Es ist gerade die unangenehme Studioatmosphäre, die Strickland wiederum dazu nutzt, die Doppelbödigkeit von Gilderoys Geräuschexperimenten auf das Geschehen vor Ort zu übertragen. Weil sich Gilderoy in seinem Schaffen so unwohl fühlt, überträgt man die depressiv wirkenden Geräusche auf seine Situation. Interessanterweise erhascht man – abgesehen vom Vorspann – niemals einen Blick auf den Film-im-Film (John Carpenter hätte hier für seinen „Masters Of Horror“-Beitrag „Cigarette Burns“ in Sachen Selbstdisziplin noch etwas lernen können); im Umkehrschluss jedoch wird das Aufnahmestudio fast unmerklich in den Sog von „The Equestrian Vortex“ gezogen. Das Studio, ein sepiafarbenes Loch der Düsternis voller leerer Winkel, erinnert auf Anhieb an das asymmetrisch konstruierte und schwach beleuchtete Apartment, das Bill Pullman und Patricia Arquette in David Lynchs „Lost Highway“ bewohnten; auch „Mulholland Drive“ schwebt in der Atmosphäre.

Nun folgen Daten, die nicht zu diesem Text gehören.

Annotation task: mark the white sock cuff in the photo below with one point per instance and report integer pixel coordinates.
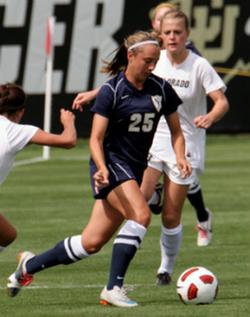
(74, 247)
(172, 231)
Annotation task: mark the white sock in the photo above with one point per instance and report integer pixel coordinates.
(170, 243)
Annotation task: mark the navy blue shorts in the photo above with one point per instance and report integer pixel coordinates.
(119, 172)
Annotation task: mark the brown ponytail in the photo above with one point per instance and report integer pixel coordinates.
(12, 98)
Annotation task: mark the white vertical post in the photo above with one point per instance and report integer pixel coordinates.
(48, 81)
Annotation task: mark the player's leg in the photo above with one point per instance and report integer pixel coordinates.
(129, 200)
(151, 187)
(102, 224)
(7, 233)
(171, 232)
(204, 215)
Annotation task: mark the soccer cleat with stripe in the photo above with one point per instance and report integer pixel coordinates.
(20, 277)
(116, 297)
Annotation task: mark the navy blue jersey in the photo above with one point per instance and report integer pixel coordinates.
(190, 46)
(133, 116)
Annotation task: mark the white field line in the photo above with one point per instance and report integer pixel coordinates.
(41, 159)
(129, 287)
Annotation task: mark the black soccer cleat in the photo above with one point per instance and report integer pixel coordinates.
(163, 279)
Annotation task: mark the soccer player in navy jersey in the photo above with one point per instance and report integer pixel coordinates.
(194, 194)
(125, 116)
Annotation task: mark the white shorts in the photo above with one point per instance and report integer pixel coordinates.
(172, 171)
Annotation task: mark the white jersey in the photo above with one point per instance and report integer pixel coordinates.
(192, 80)
(13, 138)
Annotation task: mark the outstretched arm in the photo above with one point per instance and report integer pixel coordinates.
(220, 107)
(67, 139)
(99, 127)
(84, 98)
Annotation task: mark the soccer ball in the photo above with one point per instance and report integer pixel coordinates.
(197, 285)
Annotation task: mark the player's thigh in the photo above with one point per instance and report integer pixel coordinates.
(103, 223)
(174, 197)
(128, 199)
(151, 177)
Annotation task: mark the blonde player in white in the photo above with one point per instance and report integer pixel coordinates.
(193, 78)
(15, 136)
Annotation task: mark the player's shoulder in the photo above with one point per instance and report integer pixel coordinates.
(199, 61)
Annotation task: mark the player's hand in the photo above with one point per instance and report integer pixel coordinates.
(67, 117)
(83, 98)
(203, 122)
(184, 167)
(101, 179)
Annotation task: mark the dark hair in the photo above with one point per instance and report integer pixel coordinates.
(176, 14)
(120, 61)
(12, 98)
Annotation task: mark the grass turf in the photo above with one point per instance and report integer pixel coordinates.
(50, 200)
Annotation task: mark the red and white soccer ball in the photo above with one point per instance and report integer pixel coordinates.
(197, 285)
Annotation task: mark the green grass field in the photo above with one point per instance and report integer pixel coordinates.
(50, 200)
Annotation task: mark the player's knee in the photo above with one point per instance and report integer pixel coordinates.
(94, 245)
(170, 220)
(144, 219)
(9, 237)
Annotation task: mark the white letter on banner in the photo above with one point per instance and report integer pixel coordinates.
(10, 55)
(34, 76)
(88, 36)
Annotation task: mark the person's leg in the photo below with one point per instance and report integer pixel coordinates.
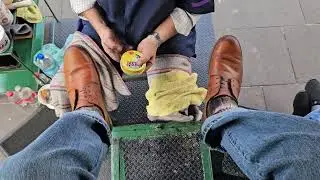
(72, 148)
(264, 145)
(267, 145)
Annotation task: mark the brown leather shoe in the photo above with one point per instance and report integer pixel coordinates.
(82, 81)
(225, 69)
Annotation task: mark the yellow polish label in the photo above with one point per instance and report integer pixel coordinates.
(129, 64)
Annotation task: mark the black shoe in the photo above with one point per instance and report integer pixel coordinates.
(313, 90)
(301, 104)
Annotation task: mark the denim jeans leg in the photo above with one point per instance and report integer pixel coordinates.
(267, 145)
(72, 148)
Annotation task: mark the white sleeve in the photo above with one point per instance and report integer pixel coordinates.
(184, 21)
(79, 6)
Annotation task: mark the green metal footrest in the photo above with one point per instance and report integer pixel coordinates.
(160, 151)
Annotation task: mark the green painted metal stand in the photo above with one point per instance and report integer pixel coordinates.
(23, 51)
(154, 131)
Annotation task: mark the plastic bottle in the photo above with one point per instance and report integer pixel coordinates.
(46, 64)
(26, 95)
(43, 79)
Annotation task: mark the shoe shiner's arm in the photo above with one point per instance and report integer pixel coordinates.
(110, 42)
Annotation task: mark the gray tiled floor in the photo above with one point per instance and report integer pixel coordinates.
(13, 117)
(311, 11)
(304, 46)
(280, 42)
(257, 13)
(266, 58)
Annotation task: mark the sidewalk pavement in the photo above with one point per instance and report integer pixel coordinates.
(280, 42)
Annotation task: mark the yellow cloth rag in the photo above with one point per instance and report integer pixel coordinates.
(173, 92)
(31, 14)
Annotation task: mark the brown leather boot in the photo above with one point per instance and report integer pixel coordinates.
(225, 70)
(82, 81)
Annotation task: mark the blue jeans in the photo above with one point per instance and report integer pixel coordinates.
(72, 148)
(267, 145)
(263, 144)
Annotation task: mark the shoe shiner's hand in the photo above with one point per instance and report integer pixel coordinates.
(111, 44)
(148, 47)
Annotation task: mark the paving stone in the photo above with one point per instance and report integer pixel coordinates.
(252, 97)
(304, 48)
(55, 6)
(311, 10)
(3, 156)
(67, 12)
(280, 98)
(257, 13)
(266, 58)
(13, 117)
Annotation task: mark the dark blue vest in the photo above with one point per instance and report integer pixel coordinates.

Erst spät jedoch – zu spät vielleicht, und hier macht sich leider bemerkbar, dass „Berberian Sound Studio“ ursprünglich einem Kurzfilm zugrunde liegt - greift die Fiktion tatsächlich in die vermeintliche Realität ein und hat ein absurdes Szenario zur Folge, irgendwo zwischen Kafka und wiederum Lynch, das ein letztes Mal in einem absoluten Antiklimax aufgelöst wird, der endgültig die Filmtheorie greif- und erfahrbar macht. Denn es werden Bilder gezeigt, die nicht anders erklärbar sind als dadurch, dass es sich um manipulierbare Bildabfolgen handelt, die jederzeit nach Wunsch manipuliert werden und dadurch vom einen auf den anderen Moment schlichtweg alles Vorstellbare zeigen können. Und damit hat Strickland spätestens alle Mängel in der B-Note beiseite geschoben, denn ihm gelingt die vollständige Entkleidung der Funktionsweisen des Kinos.